Hi Partha,

In my testing over the weekend the patch performed well - I didn't see any
kernel dumps due to this issue.

Thanks for the quick response.
JT


On Fri, Nov 18, 2016 at 10:34 AM, John Thompson <thompa....@gmail.com>
wrote:

> Hi,
>
> I will be able to have some test results by the start of next week on the
> first patch.
>
> Regards,
> JT
>
>
> On Thu, Nov 17, 2016 at 11:27 PM, Ying Xue <ying....@windriver.com> wrote:
>
>> On 11/17/2016 07:04 AM, John Thompson wrote:
>>
>>> Hi Partha / Ying,
>>>
>>> I will try out the patch and let you know how it goes.
>>> I also note about providing the other CPU core dumps - in one of my
>>> cases I
>>> didn't have them but in others I did but
>>> they were interleaved and so were difficult to interpret.
>>>
>>
>> Thanks, it's unnecessary for us to collect more logs as its soft lockup
>> scenario should be just what Partha described.
>>
>> Regards,
>> Ying
>>
>>
>>
>>> Thanks for getting a patch together so quickly.
>>>
>>> JT
>>>
>>> On Wed, Nov 16, 2016 at 10:23 PM, Parthasarathy Bhuvaragan <
>>> parthasarathy.bhuvara...@ericsson.com> wrote:
>>>
>>> Hi Ying / John,
>>>>
>>>> The soft lock is the call chain of tipc_nametbl_withdraw(), when it
>>>> performs the tipc_conn_kref_release() as it tries to grab nametbl_lock
>>>> again while holding it already.
>>>>
>>>>> tipc_nametbl_withdraw
>>>>>   spin_lock_bh(&tn->nametbl_lock);
>>>>>   tipc_nametbl_remove_publ
>>>>>      spin_lock_bh(&seq->lock);
>>>>>      tipc_nameseq_remove_publ
>>>>>        tipc_subscrp_report_overlap
>>>>>          tipc_subscrp_send_event
>>>>>             tipc_conn_sendmsg
>>>>>
>>>> << Here, the (test_bit(CF_CONNECTED, &con->flags)) Fails, leading to the
>>>> else case where do do a conn_put() and that triggers the cleanup as
>>>> refcount reached 0. Leading the call chain below : >>
>>>> tipc_conn_kref_release
>>>>    tipc_sock_release
>>>>      tipc_conn_release
>>>>         tipc_subscrb_delete
>>>>            tipc_subscrp_delete
>>>>               tipc_nametbl_unsubscribe
>>>>                  spin_lock_bh(&tn->nametbl_lock);  << !! Soft Lockup >>
>>>>
>>>> One cause is that tipc_exit_net() calls first calls tipc_topsrv_stop()
>>>> and
>>>> then tipc_nametbl_withdraw() in scope of tipc_net_stop().
>>>>
>>>> The above chain will only occur in a narrow window for a given
>>>> connection:
>>>> CPU#1:
>>>> tipc_nametbl_withdraw() manages to perform tipc_conn_lookup() and steps
>>>> the refcount to 2, while in CPU#2 the following occurs:
>>>> CPU#2:
>>>> tipc_server_stop() calls tipc_close_conn(con).

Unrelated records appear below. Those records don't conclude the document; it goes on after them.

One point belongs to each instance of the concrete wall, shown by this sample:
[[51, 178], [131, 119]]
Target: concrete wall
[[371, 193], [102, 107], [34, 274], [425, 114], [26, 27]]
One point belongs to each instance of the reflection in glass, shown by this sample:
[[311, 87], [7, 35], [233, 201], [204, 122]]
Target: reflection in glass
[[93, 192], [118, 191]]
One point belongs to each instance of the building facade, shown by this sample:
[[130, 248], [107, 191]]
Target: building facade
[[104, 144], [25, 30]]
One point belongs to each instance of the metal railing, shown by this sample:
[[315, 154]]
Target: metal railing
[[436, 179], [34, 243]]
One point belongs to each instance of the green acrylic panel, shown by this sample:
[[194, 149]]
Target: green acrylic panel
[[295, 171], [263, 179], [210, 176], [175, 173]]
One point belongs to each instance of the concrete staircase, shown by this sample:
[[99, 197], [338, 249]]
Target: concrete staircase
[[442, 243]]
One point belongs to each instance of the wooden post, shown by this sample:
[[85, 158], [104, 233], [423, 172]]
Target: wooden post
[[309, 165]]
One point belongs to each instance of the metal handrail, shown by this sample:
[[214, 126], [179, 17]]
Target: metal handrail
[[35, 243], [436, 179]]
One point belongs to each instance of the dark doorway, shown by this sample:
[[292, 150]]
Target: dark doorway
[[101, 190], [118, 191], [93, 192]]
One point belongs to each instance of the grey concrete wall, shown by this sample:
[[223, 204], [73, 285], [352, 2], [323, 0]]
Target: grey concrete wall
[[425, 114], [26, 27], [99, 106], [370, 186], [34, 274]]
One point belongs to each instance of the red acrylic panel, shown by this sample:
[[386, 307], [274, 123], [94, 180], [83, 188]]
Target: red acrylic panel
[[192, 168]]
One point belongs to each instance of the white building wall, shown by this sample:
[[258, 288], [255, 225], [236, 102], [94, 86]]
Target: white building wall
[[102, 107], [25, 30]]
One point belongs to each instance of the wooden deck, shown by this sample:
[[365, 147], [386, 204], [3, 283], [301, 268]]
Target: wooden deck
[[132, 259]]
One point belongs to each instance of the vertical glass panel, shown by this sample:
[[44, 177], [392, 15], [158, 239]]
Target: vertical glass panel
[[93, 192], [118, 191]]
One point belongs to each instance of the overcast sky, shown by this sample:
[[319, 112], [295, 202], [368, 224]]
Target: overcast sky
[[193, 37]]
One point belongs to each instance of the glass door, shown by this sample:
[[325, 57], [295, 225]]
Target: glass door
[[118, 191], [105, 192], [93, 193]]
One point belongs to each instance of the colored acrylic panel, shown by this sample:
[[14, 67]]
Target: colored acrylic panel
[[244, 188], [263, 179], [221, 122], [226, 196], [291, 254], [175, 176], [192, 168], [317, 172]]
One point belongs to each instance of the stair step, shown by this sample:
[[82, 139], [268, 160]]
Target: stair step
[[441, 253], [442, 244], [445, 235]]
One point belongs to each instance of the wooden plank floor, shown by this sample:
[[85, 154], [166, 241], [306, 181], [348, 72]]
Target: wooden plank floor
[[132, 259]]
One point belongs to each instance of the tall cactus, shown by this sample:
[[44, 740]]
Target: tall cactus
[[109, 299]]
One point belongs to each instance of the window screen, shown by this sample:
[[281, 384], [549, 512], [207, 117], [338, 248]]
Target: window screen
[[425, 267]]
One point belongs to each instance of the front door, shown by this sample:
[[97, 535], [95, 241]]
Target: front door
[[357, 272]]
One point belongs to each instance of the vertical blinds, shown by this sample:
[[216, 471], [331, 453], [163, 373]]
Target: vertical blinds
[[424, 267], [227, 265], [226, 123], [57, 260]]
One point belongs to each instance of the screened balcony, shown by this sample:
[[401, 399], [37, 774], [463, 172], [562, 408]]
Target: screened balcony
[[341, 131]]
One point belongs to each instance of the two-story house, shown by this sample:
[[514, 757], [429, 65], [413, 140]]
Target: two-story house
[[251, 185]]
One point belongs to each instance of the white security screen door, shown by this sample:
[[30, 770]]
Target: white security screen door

This performs a
>>>> conn_put()
>>>> decrementing refcount to 1.
>>>> Now, CPU#1 continues and detects that the connection is not CF_CONNECTED
>>>> and does a conn_put(), triggering the release callback.
>>>>
>>>> Before commit 333f796235a527, the above wont happen.
>>>>
>>>> /Partha
>>>>
>>>>
>>>> On 11/15/2016 04:11 PM, Xue, Ying wrote:
>>>>
>>>> Hi John,
>>>>>
>>>>> Regarding the stack trace you provided below, I get the two potential
>>>>> call chains:
>>>>>
>>>>> tipc_nametbl_withdraw
>>>>>   spin_lock_bh(&tn->nametbl_lock);
>>>>>   tipc_nametbl_remove_publ
>>>>>      spin_lock_bh(&seq->lock);
>>>>>      tipc_nameseq_remove_publ
>>>>>        tipc_subscrp_report_overlap
>>>>>          tipc_subscrp_send_event
>>>>>             tipc_conn_sendmsg
>>>>>                spin_lock_bh(&con->outqueue_lock);
>>>>>                list_add_tail(&e->list, &con->outqueue);
>>>>>
>>>>>
>>>>> tipc_topsrv_stop
>>>>>   tipc_server_stop
>>>>>     tipc_close_conn
>>>>>       kernel_sock_shutdown
>>>>>         tipc_subscrb_delete
>>>>>           spin_lock_bh(&subscriber->lock);
>>>>>           tipc_nametbl_unsubscribe(sub);
>>>>>            spin_lock_bh(&tn->nametbl_lock);
>>>>>
>>>>> Although I suspect this is a revert lock issue leading to the soft
>>>>> lockup, I am still unable to understand which lock together with
>>>>> nametbl_lock is taken reversely on the two different paths above.
>>>>> However, you just gave us the log printed on CPU#2, but the logs
>>>>> outputted by other cores are also important.  So if possible, please
>>>>> share
>>>>> them with us.
>>>>>
>>>>> By the way, I agree with you, and it seems that commit 333f796235a527
>>>>> is
>>>>> related to the soft lockup.
>>>>>
>>>>> Regards,
>>>>> Ying
>>>>>
>>>>> -----Original Message-----
>>>>> From: John Thompson [mailto:thompa....@gmail.com]
>>>>> Sent: Tuesday, November 15, 2016 8:01 AM
>>>>> To: tipc-discussion@lists.sourceforge.net
>>>>> Subject: [tipc-discussion] v4.7: soft lockup when releasing a socket
>>>>>
>>>>> Hi,
>>>>>
>>>>> I am seeing an occasional kernel soft lockup.  I have TIPC v4.7 and the
>>>>> kernel dump occurs when the system is going down for a reboot.
>>>>>
>>>>> The kernel dump is:
>>>>>
>>>>> <0>NMI watchdog: BUG: soft lockup - CPU#2 stuck for 23s! [exfx:1474]
>>>>> <6>Modules linked in: tipc jitterentropy_rng echainiv drbg
>>>>> platform_driver(O) ipifwd(PO)
>>>>> ...
>>>>> <6>
>>>>> <6>GPR00: c15333e8 a4e0fb80 a4ee3600 a51748ac 00000000 ae475024
>>>>> a537feec
>>>>> fffffffd
>>>>> <6>GPR08: a2197408 00000001 00000001 00000004 80691c00 <6>NIP
>>>>> [80691c40]
>>>>> _raw_spin_lock_bh+0x40/0x70 <6>LR [c1534f30]
>>>>> tipc_nametbl_unsubscribe+0x50/0x120
>>>>> [tipc] <6>Call Trace:
>>>>> <6>[a4e0fba0] [c15333e8] tipc_named_reinit+0xf8/0x820 [tipc]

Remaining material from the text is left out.